MAHÁVIDEHÁ, O DOMÍNIO DA MENTE E O CAMINHO DA EXCELÊNCIA

Atualizado: 29 de out.


A excelência não é uma conquista, porém, um hábito. Somos o que repetidamente fazemos. (Aristóteles)


A excelência é uma virtude. É a virtude daquilo que é contínuo, de um horizonte que nunca se alcança. Não se trata de chegar a algum lugar ou atingir um patamar, mas de uma disposição perseverante de tornar-se um ser humano melhor a cada dia.


O Vibhuti Pada, capítulo III do Yoga Sutras de Patanjali, trata sobre as realizações obtidas pelo adepto do yoga. A palavra vibhuti significa “aquilo que se manifesta, que penetra”, e se refere a um estado de atenção refinado, que possibilita uma profundidade de foco e discernimento sobre os “mistérios da vida”, os quais se revelarão aos praticantes, quando neles forem despertados os “poderes ocultos” (siddhis) do yoga.


Patanjali, entretanto, deixa claro que tais “mistérios” e “poderes ocultos” não são sobrenaturais, muito pelo contrário. São manifestações comuns e acessíveis a todo aquele que se dedica seriamente ao yoga. Quando o iogue alcançar a realização plena em sua sadhana (prática diária), ele compreenderá que não há qualquer “mistério” a ser revelado ou “poder oculto” a ser despertado.

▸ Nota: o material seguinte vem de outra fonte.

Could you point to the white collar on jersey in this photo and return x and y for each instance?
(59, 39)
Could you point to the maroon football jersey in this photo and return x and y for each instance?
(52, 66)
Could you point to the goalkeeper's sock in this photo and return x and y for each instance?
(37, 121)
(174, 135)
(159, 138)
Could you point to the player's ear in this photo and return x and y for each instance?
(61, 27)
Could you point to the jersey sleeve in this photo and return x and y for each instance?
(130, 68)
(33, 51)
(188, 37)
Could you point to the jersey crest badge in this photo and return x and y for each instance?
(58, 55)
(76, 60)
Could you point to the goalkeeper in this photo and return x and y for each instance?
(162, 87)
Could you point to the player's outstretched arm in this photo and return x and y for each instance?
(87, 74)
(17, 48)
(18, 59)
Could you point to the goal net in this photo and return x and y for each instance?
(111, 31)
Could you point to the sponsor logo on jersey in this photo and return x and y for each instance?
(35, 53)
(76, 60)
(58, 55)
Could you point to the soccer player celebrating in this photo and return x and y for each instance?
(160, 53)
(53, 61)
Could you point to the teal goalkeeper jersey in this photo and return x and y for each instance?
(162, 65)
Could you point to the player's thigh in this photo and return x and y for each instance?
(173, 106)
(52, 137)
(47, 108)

Este estado de atenção refinado, portanto, somente é obtido por meio da constância na prática da meditação. A meditação é o processo interno do Yoga de Patanjali. É, pois, pela meditação que se acessa o “mundo interior”, e dele se revelam os “mistérios da vida” e os “poderes ocultos”.

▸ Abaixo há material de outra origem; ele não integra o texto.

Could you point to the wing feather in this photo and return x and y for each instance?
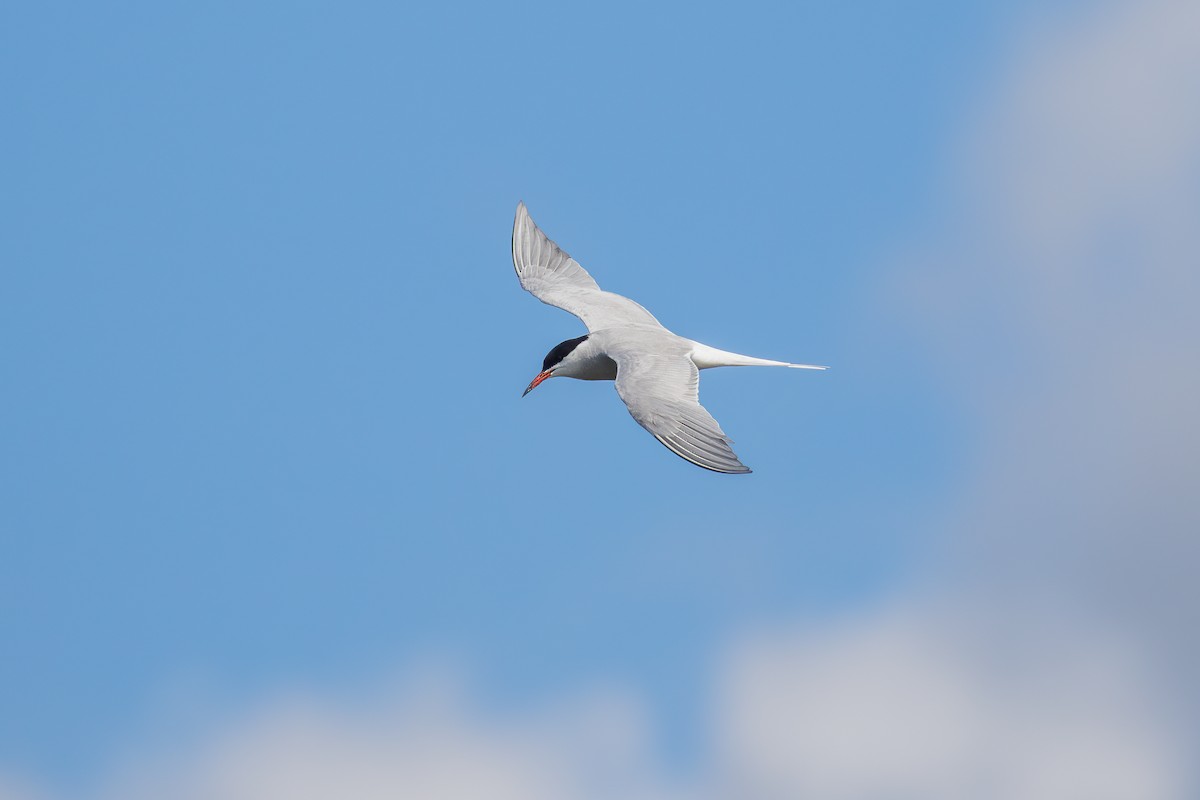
(661, 389)
(556, 278)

Samyāma é o processo final do yoga descrito por Patanjali em seus sutras, e que conduz o praticante ao “mundo interior”. A realização de samyāma é resultado de três estágios que, em conjunto, configuram o processo interno do Yoga: concentração (dharana), contemplação (dhyana) e interiorização profunda (samadhi).


Samyāma é o estado referente ao completo “domínio da mente”. O aforismo 44 do Vibhuti Pada, diz:


bahir akalpitá vrttir mahávidehá tatah prakásávaraña ksayah

 

(O estado da “mente sem mente” é quando o véu que encobre a luz da Consciência é totalmente retirado)

 

No aforismo, a palavra akalpitá significa que é “impensável" para a mente estar em um estado “sem mente”. Uma “mente sem mente” significa uma mente livre de vrttir, as “vibrações dos pensamentos”. Uma “mente sem mente” é uma “mente sem pensamentos”, ou seja, onde não há referências de passado ou futuro; é um estado completamente livre de memórias ou tendências, preocupações ou expectativas, medo ou ansiedade.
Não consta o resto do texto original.